KATHMANDU, Newsantara.co – Nepal dilanda krisis politik dan kerusuhan besar yang dipicu generasi muda. Perdana Menteri KP Sharma Oli akhirnya mengundurkan diri, pada Selasa (9/9/2025), menyusul pengunduran diri sejumlah menteri dan Presiden Ram Chandra Paudel pada Rabu (10/9/2025).

Aksi anarki semakin menjadi saat sejumlah menteri aktif diserang dan dipermalukan di depan publik. Sebuah video viral memperlihatkan seorang menteri dikeroyok, ditelanjangi, dan dipaksa berjalan tertelanjang oleh massa yang murka. Insiden memalukan ini memperlihatkan tingkat frustrasi dan kemarahan yang telah melampaui batas.

Aksi unjuk rasa yang dijuluki “Revolusi Gen Z” itu berawal dari kebijakan pemerintah memblokir sejumlah media sosial pada 4 September. Protes meluas dan berubah menjadi revolusi penuh darah, setelah pengunjuk rasa menerobos Gedung Parlemen dan kediaman pejabat tinggi.

Massa berhasil menerobos Gedung Parlemen, kediaman presiden, serta membakar rumah PM Oli dan sejumlah politisi elite. Tragedi memilukan terjadi saat istri mantan PM Jhalanath Khanal, tewas setelah kediamannya dibakar massa.

Korban jiwa berjatuhan. Data terakhir menyebut sebanyak 19 pengunjuk rasa dilaporkan tewas, 347 terluka, dan 1.500 narapidana kabur dari Penjara Nakkhu akibat kekosongan keamanan.

Pemerintah setempat akhirnya menerjunkan militer dan memberlakukan jam malam ketat di Ibu Kota Kathmandu. Aparat keamanan menembakkan gas air mata, meriam air, dan peluru tajam untuk membubarkan massa.

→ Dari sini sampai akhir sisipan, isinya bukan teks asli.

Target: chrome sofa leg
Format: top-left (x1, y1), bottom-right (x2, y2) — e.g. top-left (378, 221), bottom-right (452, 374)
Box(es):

Pemerintah memberlakukan jam malam di sejumlah distrik di Kathmandu. Situasi masih mencekam hingga berita ini diturunkan. Krisis politik terburuk dalam beberapa tahun terakhir ini belum menunjukkan tanda-tanda reda, dengan massa menuntut pembentukan pemerintahan sipil transisi dan pemilu secepatnya.